Silence. Then, “Just stop, okay?  I want everyone to stop.  Stop caring about me, alright?  Just leave me alone, that’s all I ask.”
The psychologist continued on with the session, but that was the only thing Millie said the whole time.  She suggested they come back again, but Millie merely shook her head, almost in tears, as her mother closed the creaky door behind them.  They drove straight back to the hospital, where Millie was helped back into her robes by the masked nurses.  She stepped up into her cot, and fell asleep. 
In her dream, the fairies visited once again, and they sang her beautiful songs, and danced beautiful dances.  They meant so much to her, as much as a best friend or sister would.  They invited her to come “live” with them in their endless province of fairies and castles.  They all circled around her, and while singing, their power lifted her up into the sky.  She floated up through the clouds, up away from the world she wanted to forget.  She arrived with the fairies in what seemed like a wonderland, free to do whatever she pleased.  Free of pain, nurses, and hospitals. 
***
Anita woke up the next morning, and walked to wake Millie for her first test of the day. 
“Millie,” she tapped her shoulder gingerly, “time to wake up.”  No response from a lifeless Millie.  “Honey?”  Anita rushed to grab the doctor. 

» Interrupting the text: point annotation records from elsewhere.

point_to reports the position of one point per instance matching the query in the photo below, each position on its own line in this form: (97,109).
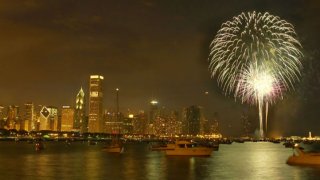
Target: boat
(162,147)
(300,157)
(187,148)
(115,146)
(288,144)
(39,146)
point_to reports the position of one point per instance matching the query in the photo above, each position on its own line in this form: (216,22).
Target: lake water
(249,160)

Nurses gathered around, as one of them grabbed a stethoscope to test her pulse.  They waited in suspense.  “Nothing,” she said solemnly. 
Anita began to cry in endless sobs; Millie, her only daughter, her only child, had just succumbed, gone, taken by a monster.  Or was it fairies?
Back in her New York City apartment, Anita ran straight into her bed; exhausted from months at the hospital.  As she lay asleep, she dreamed of fairies.  The fairies Millie had described, playing with her in what looked like a heavenly kingdom in the clouds.  Millie, wearing a halo and a huge smile, sat outside a castle, and looked like she was having the time of her life.  Watching this mesmerised Anita, but suddenly, she was jolted awake by a realization.  Out of breath and sweating, she whispered to herself, “Fairies are real,” and fell slowly back into a deep sleep.